The authors would like to thank Francine Laden, ScD, for her contributions on assessing air-quality on asthma exacerbations and for her critical appraisal of the manuscript and the PREPARE coinvestigators Juan Carlos Cardet, MD, Jennifer Carrol, MD, Anne Fuhlbrigge, MD, Wilson Pace, MD, and Nancy Maher, MPH, and members of the Operations Committee, the PREPARE site investigators, Patient Partners, and Stakeholders.

Footnotes

The PeRson EmPowered Asthma RElief (PREPARE) trial is supported by a Patient-Centered Outcomes Research Institute (PCORI) Project Program Award (PCS-1504-30283). There were no additional funds for this work. All statements in this work represent the work of the authors and do not represent the views of PCORI, the Board of Governors, or Methodology Committee.
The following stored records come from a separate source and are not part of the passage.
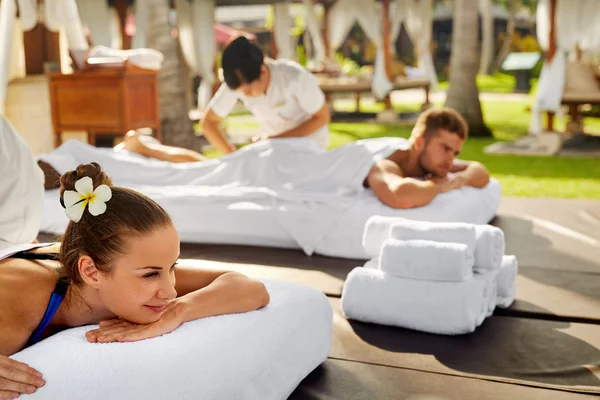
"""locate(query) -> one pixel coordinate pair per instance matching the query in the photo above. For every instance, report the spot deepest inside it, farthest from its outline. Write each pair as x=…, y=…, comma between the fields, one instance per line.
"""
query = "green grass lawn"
x=498, y=83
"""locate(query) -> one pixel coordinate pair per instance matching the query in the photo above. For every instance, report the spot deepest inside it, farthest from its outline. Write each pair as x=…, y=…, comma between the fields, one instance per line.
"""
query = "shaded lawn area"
x=497, y=83
x=529, y=176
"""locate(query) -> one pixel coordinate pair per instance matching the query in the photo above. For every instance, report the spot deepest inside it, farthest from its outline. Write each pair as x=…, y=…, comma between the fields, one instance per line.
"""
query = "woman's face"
x=142, y=281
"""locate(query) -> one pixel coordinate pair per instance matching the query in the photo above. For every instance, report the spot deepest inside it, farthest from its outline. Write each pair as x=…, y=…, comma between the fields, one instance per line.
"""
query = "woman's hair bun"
x=92, y=170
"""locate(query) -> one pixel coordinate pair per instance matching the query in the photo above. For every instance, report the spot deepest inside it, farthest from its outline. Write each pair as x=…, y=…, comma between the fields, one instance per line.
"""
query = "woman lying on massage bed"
x=116, y=265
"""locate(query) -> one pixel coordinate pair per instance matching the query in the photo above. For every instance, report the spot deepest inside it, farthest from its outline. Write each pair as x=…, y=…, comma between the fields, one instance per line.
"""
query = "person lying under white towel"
x=116, y=266
x=414, y=176
x=408, y=174
x=435, y=142
x=21, y=189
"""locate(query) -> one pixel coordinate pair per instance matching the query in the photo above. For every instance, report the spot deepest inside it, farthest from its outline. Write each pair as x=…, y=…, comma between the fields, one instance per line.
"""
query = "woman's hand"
x=120, y=330
x=17, y=378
Conflicts of interest: J. C. Cardet reports honoraria from AstraZeneca and Genentech for advisory committees. The rest of the authors declare that they have no relevant conflicts of interest.

Online Repository.

Table E1.

Study site locations

Region Location
Northeast New York, NY (n = 247)
New Haven, Conn (n = 42)
Hampden, Mass (n = 74)
Northwest Denver, Colo (n = 58)
Southeast Durham, NC (n = 124)
Mecklenburg, NC (n = 18)
Alachua, Fla (n = 74)
Birmingham, Ala (n = 52)
Hillsborough, Fla (n = 42)
Orange, Fla (n = 35)
Miami-Dade, Fla (n = 19)
Ohio Central Valley Cuyahoga, Oh (n = 111)
Philadelphia, Pa (n = 110)
Cook County, Ill (n = 59)
Puerto Rico San Juan, PR (n = 101)
Southwest Los Angeles, Calif (n = 12)

Table E2.

Baseline characteristics of study participants

Baseline characteristic Patients with data in 2019 or 2020 (n = 1,178)
Age (y), mean (SD) 47.7 (13.7)
Female 987 (83.8%)
Race/ethnicity
 H/L 588 (49.9%)
 AA/B 590 (50.1%)
Region of enrollment
 Southeast 364 (30.9%)
 Puerto Rico 101 (8.6%)
 Northeast 473 (40.2%)
 Southwest 70 (5.9%)
 Ohio Valley Central 170 (14.4%)
BMI, mean (SD) 35.1 (9.3)
ACT, mean (SD) 14.7 (4.4)
ASUI, mean (SD) 0.67 ± 0.21
AEX within 12 months prior to randomization 848 (72.0%)
Work outside home at baseline (n = 1,168)
 No 639 (54.7%)
 Yes 529 (45.3%)
Medical history (n = 1,166)
 Heart disease 104 (8.9%)
 Diabetes 293 (25.1%)
 Hypertension 481 (41.3%)
 Depression 423 (36.3%)
 Sleep disorder 407 (34.9%)
 Allergies 878 (75.3%)
 COPD 33 (2.8%)
 Stroke 43 (3.7%)
 Chronic kidney disease 26 (2.2%)

ACT, Asthma Control Test; ASUI, Asthma Symptom Utility Index; BMI, body mass index; COPD, chronic obstructive pulmonary disease.